The international coordination effort that World Migratory Bird Day represents — the UN-backed campaign bringing together CMS, AEWA, EAAFP, and Environment for the Americas — is, at its core, an effort to scale up community-collected observation infrastructure quickly enough to inform decisions while there is still time for those decisions to matter.
We will say more about that broader argument in a separate post.
What you can do this weekend
For community members in our region who want to participate in the day:
Our Audubon partners are running observation events at four locations on Saturday morning. Registration is on our website. No prior birding experience is needed. Binoculars are provided.
The Cornell Lab of Ornithology's eBird platform accepts observations from anywhere, and Saturday is the WMBD Global Big Day — a global coordinated observation effort that contributes meaningfully to the largest-ever single dataset of bird observations. A casual observer with a phone in their own backyard can contribute real data.
Our community pollinator gardens are open for self-guided visits all weekend.

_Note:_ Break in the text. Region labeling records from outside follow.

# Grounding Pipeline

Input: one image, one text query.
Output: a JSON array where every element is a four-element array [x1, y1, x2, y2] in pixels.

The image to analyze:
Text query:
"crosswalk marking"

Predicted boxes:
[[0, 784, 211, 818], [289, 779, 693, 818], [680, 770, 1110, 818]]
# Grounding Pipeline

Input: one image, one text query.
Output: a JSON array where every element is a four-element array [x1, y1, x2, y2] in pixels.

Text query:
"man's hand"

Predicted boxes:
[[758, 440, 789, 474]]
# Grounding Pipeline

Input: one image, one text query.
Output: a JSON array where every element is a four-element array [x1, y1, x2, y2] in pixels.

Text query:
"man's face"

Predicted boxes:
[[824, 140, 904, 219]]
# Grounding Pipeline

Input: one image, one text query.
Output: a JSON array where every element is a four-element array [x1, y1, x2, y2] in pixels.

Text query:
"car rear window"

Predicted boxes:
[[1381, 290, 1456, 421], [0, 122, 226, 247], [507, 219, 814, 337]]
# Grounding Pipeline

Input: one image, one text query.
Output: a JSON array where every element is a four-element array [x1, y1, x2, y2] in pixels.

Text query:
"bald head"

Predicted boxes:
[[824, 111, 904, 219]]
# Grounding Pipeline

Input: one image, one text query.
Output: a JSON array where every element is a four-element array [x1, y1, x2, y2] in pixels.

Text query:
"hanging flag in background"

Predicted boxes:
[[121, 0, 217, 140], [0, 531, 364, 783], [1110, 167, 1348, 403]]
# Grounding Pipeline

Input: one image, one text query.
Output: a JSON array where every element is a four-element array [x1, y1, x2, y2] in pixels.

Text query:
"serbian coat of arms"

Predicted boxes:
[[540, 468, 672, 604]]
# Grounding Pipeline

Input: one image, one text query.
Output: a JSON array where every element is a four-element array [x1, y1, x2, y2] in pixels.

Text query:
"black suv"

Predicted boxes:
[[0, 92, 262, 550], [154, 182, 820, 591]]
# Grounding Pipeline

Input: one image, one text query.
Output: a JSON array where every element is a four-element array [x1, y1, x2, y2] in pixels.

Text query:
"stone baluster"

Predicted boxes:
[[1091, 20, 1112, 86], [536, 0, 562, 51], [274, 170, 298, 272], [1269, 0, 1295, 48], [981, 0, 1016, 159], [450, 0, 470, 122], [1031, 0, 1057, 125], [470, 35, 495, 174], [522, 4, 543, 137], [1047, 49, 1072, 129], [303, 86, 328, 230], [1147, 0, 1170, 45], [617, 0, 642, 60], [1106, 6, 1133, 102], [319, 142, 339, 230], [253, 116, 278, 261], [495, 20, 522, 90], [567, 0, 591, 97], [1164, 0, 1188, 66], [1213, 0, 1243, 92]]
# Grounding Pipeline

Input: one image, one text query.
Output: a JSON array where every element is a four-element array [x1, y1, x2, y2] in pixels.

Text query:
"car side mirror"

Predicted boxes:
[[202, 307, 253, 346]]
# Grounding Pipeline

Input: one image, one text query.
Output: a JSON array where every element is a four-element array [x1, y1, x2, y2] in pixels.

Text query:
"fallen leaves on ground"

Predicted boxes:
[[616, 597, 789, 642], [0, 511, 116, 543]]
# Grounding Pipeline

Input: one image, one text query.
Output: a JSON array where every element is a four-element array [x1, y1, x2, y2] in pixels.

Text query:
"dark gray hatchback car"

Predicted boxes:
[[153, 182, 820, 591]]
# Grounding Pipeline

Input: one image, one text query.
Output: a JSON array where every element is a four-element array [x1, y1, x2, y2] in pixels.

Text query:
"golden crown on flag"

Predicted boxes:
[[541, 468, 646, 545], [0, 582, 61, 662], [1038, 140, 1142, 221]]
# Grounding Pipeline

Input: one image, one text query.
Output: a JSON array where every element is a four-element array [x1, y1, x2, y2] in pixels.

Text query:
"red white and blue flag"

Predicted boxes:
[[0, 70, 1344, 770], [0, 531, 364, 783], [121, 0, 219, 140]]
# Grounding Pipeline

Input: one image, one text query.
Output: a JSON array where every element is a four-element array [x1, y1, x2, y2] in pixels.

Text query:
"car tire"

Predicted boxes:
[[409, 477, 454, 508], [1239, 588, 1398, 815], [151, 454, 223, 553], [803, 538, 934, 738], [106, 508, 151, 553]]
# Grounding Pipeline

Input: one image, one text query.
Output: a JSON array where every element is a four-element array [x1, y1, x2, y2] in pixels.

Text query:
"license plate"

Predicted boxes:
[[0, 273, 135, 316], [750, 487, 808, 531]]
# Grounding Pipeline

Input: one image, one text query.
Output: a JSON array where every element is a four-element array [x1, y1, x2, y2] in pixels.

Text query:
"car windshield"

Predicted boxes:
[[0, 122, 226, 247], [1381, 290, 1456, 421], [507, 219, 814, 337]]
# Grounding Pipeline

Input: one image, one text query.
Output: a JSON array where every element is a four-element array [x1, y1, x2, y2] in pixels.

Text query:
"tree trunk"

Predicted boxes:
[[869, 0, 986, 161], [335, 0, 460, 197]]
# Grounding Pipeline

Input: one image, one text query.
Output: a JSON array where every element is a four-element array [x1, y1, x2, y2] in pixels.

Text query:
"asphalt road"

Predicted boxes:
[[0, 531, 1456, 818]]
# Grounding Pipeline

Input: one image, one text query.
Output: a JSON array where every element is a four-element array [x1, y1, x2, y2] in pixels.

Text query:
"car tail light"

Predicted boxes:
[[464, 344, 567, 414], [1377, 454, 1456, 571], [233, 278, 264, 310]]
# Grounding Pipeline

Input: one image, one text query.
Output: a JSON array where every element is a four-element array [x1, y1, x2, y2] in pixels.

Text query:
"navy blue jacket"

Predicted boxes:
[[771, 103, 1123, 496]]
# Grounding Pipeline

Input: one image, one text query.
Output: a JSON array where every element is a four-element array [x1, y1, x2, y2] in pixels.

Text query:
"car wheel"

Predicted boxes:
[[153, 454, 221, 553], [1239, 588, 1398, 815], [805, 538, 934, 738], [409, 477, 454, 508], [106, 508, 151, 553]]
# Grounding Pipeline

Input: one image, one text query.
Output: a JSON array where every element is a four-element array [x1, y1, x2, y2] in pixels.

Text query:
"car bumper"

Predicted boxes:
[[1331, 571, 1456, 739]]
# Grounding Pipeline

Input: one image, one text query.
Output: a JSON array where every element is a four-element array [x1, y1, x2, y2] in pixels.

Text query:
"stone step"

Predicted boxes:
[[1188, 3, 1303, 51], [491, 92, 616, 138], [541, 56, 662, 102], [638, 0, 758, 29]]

The Norton District network and the Pearson Creek corridor are both worth a walk in the next two weeks while the spring flowering is at its peak.
A closing note
The data we are sharing in this post is the product of dozens of trained volunteer observers, several years of consistent methodology, and the patient work of partner organizations whose names belong on every dataset we publish.
It is also, importantly, modest. Nine pollinator corridors and 23 indicator bird species are not a continental sample. The data tells us specific, useful things about the specific places we monitor. The broader patterns require the broader networks that World Migratory Bird Day is coordinating.
If you want to be part of building that broader picture, this weekend is a useful time to start. Saturday will be a good day to be outside. The birds are already moving.